Paris, 3 ago (EFE).- A radicalização de um dos dois terroristas que em 26 de julho atacaram uma igreja da Normandia e assassinaram o sacerdote aumentou na prisão, informou nesta quarta-feira a emissora francesa "RMC".

Adel Kermiche, de 19 anos, passou cerca de um ano em detenção provisória, entre maio de 2015 e março de 2016, em Fleury-Mérogis, um dos maiores centros penitenciários da Europa, nos arredores de Paris, onde estão presos vários franceses que voltaram da Síria e muito radicais.

O jovem, posto em liberdade em 22 de março, foi parar na prisão após ser detido por ter tentado ir à Síria em duas ocasiões para fazer a "guerra santa" (jihad).

Mas foi na prisão, segundo a "RMC", onde acabou de tomar forma sua ideologia jihadista, alimentada por seu companheiro de cela e pelas doutrinas que seguiu de um predicador mauritano muito conhecido no entorno jihadista, e com quem chegou a falar em várias ocasiões.

As mensagens que enviou através do aplicativo de mensagem instantânea Telegram, utilizando a comunicação codificada, deixam entender que Kermiche considerava um "sábio" esse predicador e que o via também como um guia de seu companheiro, um homem de 32 anos com o qual compartilhou cela a partir de novembro.

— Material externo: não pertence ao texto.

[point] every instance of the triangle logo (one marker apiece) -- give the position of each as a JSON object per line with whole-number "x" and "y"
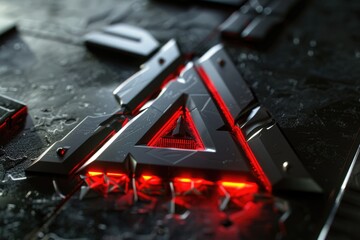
{"x": 178, "y": 132}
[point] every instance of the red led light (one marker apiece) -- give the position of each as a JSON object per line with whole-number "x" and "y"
{"x": 190, "y": 185}
{"x": 151, "y": 179}
{"x": 239, "y": 189}
{"x": 92, "y": 173}
{"x": 235, "y": 129}
{"x": 187, "y": 137}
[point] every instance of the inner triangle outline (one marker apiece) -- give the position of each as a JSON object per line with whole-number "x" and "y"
{"x": 179, "y": 132}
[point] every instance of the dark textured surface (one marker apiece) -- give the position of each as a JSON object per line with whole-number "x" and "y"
{"x": 308, "y": 79}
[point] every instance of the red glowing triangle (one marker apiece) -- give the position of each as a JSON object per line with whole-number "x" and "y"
{"x": 178, "y": 132}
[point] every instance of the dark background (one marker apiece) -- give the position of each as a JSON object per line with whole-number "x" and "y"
{"x": 308, "y": 78}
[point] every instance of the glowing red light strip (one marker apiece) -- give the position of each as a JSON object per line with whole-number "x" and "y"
{"x": 92, "y": 173}
{"x": 235, "y": 129}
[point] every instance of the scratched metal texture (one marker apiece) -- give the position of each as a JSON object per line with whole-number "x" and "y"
{"x": 308, "y": 78}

O Telegram foi também o aplicativo através do qual Kermiche conheceu o segundo jihadista da igreja, Abdel Malik Petitjean, só quatro dias antes desse ataque.

Os dois foram mortos pela polícia após terem assassinado um sacerdote que oficiava uma missa na paróquia de Saint-Étienne-du-Rouvray, nos arredores da cidade de Rouen, e de ferir gravemente um fiel -também octogenário- que acompanhava a missa.